Dem sei nicht so, das Mittel wirke jedoch effektiv gegen Glutnester. Für die Bewohner und insbesondere die Tourismuswirtschaft ist der Waldbrand ein weiterer herber Schlag, nachdem sie zwei Jahre lange wegen Corona nur eingeschränkt Gäste empfangen durften. Jetzt sind die Orte hinter dem Nationalparkzen­trum Bad Schandau zwar nicht evakuiert, aber an einen normalen Urlaubsbetrieb ist nicht zu denken, zumal die Zufahrtsstraßen gesperrt sind, um die Feuerwehren nicht zu behindern, die aus ganz Sachsen und auch anderen Bundesländern angerückt sind, um beim Löschen zu helfen.

Ministerpräsident Kretschmer dankt am Montag den vielen Einsatzkräften. „Wir sehen ein Land, das unglaublich solidarisch ist“, sagt er. Zugleich gab er sich nach seinem mittlerweile zweiten Flug über das Katastrophengebiet binnen drei Tagen erschüttert. „Man will gar nicht hinsehen. Das Feuer hat eine klaffende Wunde in den Nationalpark gerissen.“ Es ist eine weitere, nachdem die extreme Trockenheit der vergangenen drei Jahre bereits schon große Waldflächen verdorren ließ. Auch vom Elbtal in Schmilka aus sind die vertrockneten Fichtenstämme zu sehen, vor denen die Hubschrauber ihre orangefarbenen Wasserbehälter in den Fluss tunken.

Mehr Zuspruch für zusätzliche Hubschrauber

Eine Tour vom Wasseraufnehmen bis zum Löschen dauert im Schnitt drei Minuten. Zudem haben Feuerwehren zweimal acht Kilometer Schläuche von der Elbe hinauf in das Waldbrandgebiet gelegt. „Noch schaffen wir das mit Hubschraubern“, sagt Sachsens Innenminister Armin Schuster (CDU). Löschflugzeuge, wie sie auf der tschechischen Seite zum Einsatz kommen, könnten im engen Elbtal jedoch nicht auftanken. Schuster wiederum hatte bereits im Juni drei Löschhubschrauber in den Haushaltsentwurf der Landesregierung hineingeschrieben.

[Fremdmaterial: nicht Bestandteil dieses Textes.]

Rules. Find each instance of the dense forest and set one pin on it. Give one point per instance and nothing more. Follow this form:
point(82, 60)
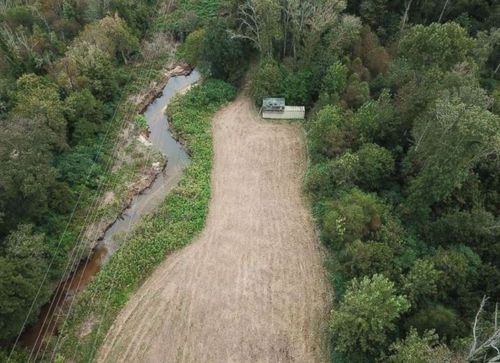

Politisch war diese 77 Millionen Euro teure Investition in der schwarz-grün-roten Regierung bisher umstritten, doch nach den Bränden dieses Sommers könnte Schuster vermutlich eine ganze Flotte ordern. Ministerpräsident Kretschmer erklärte allerdings auch, sich mit Brandenburg und Sachsen-Anhalt abstimmen zu wollen, um einen Pool sowohl an Fluggerät als auch Einsatzfahrzeugen zur großflächigen Brandbekämpfung aufzubauen. Selbiges sei jahrzehntelang nicht nötig gewesen, doch werde es nun beinahe jährlich gebraucht. „Wir müssen in die Klimafolgenanpassung investieren“, sagt Kretschmer am Montag. Den Einsatz der Bundeswehr immerhin, das sichert Lambrecht beim Besuch zu, werde der Bund dem Land nicht in Rechnung stellen.